Von Dr. Eva Maria Wellnitz
Schmerz- und Juckreiz-Forscher
Prof. Dr. Martin Schmelz Sprecher der Forschungsgruppe „Translationale
Pruritusforschung“
Sommer, Sonne, Insektenstiche -
wer ist noch nicht von stechenden Insekten heimgesucht und in der Folge von
Juckreiz geplagt worden, der einen schier in den Wahnsinn treiben kann?
Der Insektenstich ist jedoch nur
einer von vielen möglichen Auslösern des Juckreizes (Pruritus). Pruritus ist
eine häufige Begleiterscheinung vieler Hauterkrankungen, tritt aber ebenso im
Zusammenhang mit zahlreichen Systemerkrankungen wie Diabetes, Krebs oder
Nierenversagen, wie auch bei neurologischen und psychiatrischen Erkrankungen
auf.
Chronischer Juckreiz schränkt die
Lebensqualität der Betroffenen massiv ein. Denn während sich der durch einen
Insektenstich verursachte Juckreiz immerhin lindern lässt, sind die meisten
chronischen Juckreizzustände kaum zu behandeln, da die Entstehungsursachen des
Juckreizes vielfältig und die pathophysiologischen Mechanismen komplex und nur
unvollständig aufgeklärt sind. Die therapeutischen Möglichkeiten beschränken
sich heute im Wesentlichen auf Histamin-abhängigen Juckreiz, hervorgerufen
durch die Aktivierung von Mastzellen im Rahmen einer Nesselsucht (Urtikaria)
und als Reaktion auf Arzneimittel - oder eben Insektenstiche.
Eine neue, von der Deutschen
Forschungsgemeinschaft (DFG) geförderte Forschungsgruppe hat sich nun
zusammengetan, um grundlegende Mechanismen des Juckreizes aufzudecken und auf
diesem Wege zu wirksameren Therapien zu kommen. Initiator und Sprecher der
DFG-Forschungsgruppe "Translationale Pruritusforschung" (FOR 2690)
ist Professor Dr. Martin Schmelz, der an der Medizinischen Fakultät Mannheim
der Universität Heidelberg die Abteilung "Experimentelle
Schmerzforschung" leitet. Mit seiner Arbeit, in der er auch die Beziehung
zwischen den Nervenfasern untersucht, die Schmerzen oder Pruritus auslösen,
genießt der Präsident der Deutschen Schmerzgesellschaft internationale
Reputation.
In den letzten Jahren hat die
Grundlagenforschung zur neuronalen Verarbeitung insbesondere durch
Forschungsarbeiten aus den Vereinigten Staaten sehr große Fortschritte gemacht.
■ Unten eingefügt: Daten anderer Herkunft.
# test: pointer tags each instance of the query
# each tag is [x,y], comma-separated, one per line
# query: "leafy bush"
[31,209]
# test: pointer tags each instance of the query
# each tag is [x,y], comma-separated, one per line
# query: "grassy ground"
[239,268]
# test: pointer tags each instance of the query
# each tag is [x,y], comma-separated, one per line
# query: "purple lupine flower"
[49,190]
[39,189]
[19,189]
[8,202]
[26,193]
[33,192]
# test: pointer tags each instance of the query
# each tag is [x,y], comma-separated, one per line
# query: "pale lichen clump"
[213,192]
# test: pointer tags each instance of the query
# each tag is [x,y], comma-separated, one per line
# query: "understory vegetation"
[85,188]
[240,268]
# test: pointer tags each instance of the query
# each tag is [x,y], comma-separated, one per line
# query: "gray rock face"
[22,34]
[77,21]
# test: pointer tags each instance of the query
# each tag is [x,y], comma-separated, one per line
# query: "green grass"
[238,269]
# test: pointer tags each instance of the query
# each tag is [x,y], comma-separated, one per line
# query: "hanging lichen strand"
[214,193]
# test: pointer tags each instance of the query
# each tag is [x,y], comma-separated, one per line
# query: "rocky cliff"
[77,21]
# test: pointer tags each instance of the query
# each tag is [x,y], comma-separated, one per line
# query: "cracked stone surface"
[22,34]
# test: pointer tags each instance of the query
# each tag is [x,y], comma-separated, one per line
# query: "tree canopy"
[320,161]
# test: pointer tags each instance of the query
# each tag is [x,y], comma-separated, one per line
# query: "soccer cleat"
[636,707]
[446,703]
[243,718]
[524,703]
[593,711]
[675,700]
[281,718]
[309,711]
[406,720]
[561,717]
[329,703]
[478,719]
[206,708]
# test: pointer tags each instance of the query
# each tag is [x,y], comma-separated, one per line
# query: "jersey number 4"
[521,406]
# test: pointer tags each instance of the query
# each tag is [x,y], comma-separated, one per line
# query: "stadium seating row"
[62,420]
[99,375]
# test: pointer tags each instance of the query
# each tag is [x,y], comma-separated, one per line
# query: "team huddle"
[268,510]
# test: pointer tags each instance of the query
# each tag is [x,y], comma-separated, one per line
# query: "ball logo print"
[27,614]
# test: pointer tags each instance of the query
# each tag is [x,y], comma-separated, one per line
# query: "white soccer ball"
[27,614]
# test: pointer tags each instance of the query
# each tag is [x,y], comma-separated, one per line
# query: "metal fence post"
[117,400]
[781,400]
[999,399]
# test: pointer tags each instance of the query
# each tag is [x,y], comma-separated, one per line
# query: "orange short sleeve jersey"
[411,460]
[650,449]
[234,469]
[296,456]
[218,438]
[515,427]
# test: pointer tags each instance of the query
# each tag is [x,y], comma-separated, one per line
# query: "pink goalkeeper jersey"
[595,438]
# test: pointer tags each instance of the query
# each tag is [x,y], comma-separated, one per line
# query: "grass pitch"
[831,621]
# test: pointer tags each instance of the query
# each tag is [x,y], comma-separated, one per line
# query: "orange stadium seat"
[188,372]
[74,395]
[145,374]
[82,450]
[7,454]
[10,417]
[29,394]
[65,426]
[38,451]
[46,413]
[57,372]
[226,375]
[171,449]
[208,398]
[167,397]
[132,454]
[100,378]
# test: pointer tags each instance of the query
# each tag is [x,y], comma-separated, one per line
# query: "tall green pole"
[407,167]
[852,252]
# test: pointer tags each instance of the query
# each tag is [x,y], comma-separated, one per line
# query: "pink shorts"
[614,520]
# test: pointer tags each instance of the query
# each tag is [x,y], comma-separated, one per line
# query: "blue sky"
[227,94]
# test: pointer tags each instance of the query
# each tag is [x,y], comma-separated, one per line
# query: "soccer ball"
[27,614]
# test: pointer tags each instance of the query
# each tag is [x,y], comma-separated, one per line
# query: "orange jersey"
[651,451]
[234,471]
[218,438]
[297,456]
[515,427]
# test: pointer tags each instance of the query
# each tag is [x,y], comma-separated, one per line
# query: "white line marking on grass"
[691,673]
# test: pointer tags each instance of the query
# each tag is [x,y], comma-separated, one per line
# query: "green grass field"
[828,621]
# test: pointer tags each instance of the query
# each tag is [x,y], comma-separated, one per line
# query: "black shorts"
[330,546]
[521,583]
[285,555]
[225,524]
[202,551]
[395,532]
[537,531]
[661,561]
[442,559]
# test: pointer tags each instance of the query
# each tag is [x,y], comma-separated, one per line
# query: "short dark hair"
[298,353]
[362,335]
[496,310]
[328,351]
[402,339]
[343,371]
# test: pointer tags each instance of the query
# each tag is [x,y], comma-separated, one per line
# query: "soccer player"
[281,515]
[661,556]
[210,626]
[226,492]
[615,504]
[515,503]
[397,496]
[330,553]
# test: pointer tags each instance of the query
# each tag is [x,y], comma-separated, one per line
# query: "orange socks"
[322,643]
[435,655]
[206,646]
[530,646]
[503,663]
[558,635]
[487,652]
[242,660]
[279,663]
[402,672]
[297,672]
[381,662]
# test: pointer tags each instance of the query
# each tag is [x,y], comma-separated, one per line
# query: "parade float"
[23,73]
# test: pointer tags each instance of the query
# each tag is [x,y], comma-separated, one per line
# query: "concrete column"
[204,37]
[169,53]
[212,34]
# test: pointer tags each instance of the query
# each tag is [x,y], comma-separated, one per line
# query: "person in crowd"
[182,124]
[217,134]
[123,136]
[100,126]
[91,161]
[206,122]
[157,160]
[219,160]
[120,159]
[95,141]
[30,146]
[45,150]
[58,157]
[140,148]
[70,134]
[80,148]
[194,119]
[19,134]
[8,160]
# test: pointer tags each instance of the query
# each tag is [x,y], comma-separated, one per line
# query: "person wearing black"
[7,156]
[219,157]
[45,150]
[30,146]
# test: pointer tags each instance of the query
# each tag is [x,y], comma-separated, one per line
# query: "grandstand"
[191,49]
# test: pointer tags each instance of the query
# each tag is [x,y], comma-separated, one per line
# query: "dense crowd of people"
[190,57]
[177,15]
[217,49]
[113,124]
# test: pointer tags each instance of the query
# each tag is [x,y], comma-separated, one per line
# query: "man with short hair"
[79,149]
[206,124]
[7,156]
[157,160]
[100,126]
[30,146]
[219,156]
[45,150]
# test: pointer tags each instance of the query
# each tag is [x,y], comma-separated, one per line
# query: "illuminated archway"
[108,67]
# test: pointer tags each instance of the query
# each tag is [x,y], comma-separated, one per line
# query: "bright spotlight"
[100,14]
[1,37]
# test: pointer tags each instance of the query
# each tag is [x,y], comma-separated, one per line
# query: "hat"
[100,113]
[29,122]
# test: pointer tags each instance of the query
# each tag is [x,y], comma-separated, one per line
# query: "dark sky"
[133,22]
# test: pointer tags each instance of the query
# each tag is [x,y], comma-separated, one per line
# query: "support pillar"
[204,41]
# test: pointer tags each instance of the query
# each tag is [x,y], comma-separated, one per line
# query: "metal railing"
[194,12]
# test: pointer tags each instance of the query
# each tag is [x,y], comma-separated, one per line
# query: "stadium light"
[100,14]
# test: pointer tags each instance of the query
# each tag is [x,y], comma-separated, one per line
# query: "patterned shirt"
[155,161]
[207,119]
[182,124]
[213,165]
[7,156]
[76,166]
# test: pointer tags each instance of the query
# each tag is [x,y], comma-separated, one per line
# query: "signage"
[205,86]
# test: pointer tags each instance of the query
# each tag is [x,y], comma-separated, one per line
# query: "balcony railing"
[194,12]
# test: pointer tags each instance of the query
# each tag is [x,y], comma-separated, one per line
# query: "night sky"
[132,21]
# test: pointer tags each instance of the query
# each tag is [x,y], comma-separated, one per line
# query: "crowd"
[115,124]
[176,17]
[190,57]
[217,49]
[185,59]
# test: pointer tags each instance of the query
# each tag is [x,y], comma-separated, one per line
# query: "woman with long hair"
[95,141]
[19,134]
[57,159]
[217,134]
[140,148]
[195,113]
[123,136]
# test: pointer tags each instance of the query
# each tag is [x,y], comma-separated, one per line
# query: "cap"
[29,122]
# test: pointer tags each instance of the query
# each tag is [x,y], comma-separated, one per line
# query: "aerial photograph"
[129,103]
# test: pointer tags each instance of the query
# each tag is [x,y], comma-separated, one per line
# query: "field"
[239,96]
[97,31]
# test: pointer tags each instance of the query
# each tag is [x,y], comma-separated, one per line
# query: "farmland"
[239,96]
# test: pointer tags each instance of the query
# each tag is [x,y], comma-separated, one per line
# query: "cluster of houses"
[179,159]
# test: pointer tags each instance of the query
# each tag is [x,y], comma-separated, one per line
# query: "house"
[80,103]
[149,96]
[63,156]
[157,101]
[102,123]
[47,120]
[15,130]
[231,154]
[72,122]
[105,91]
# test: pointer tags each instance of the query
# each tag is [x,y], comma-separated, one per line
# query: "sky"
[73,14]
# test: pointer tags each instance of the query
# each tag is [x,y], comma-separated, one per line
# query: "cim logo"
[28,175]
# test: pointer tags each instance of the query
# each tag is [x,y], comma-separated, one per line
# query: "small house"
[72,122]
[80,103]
Jetzt gilt es, diese neuen Erkenntnisse aus der Forschung mit Nagetieren auf
den Menschen zu übertragen. Deutsche Forscher nehmen in der translationalen
Juckreizforschung eine führende Position ein und sind für diese Aufgabe daher
prädestiniert.
Auf der Basis langjähriger
Forschungskooperationen zum Juckreiz konnten Professor Schmelz und Professor
Dr. Sonja Ständer, die an der Universitätshautklinik Münster die erste
Juckreizambulanz leitet, deutschlandweit Experten in ihrer Forschungsgruppe
versammeln. Die Wissenschaftler stammen aus unterschiedlichen medizinischen
Bereichen, um der Vielzahl von Einflussfaktoren gerecht zu werden. Das
Konsortium setzt sich aus klinischen Forschern und Grundlagenforschern aus der
Dermatologie, Neurophysiologie, Anästhesiologie, Neurologie, Gastroenterologie
und Radiologie zusammen, die an den Universitäten in Heidelberg, Münster,
Hannover, Erlangen, Mainz, Würzburg, Düsseldorf und Oldenburg forschen (www.prusearch.net).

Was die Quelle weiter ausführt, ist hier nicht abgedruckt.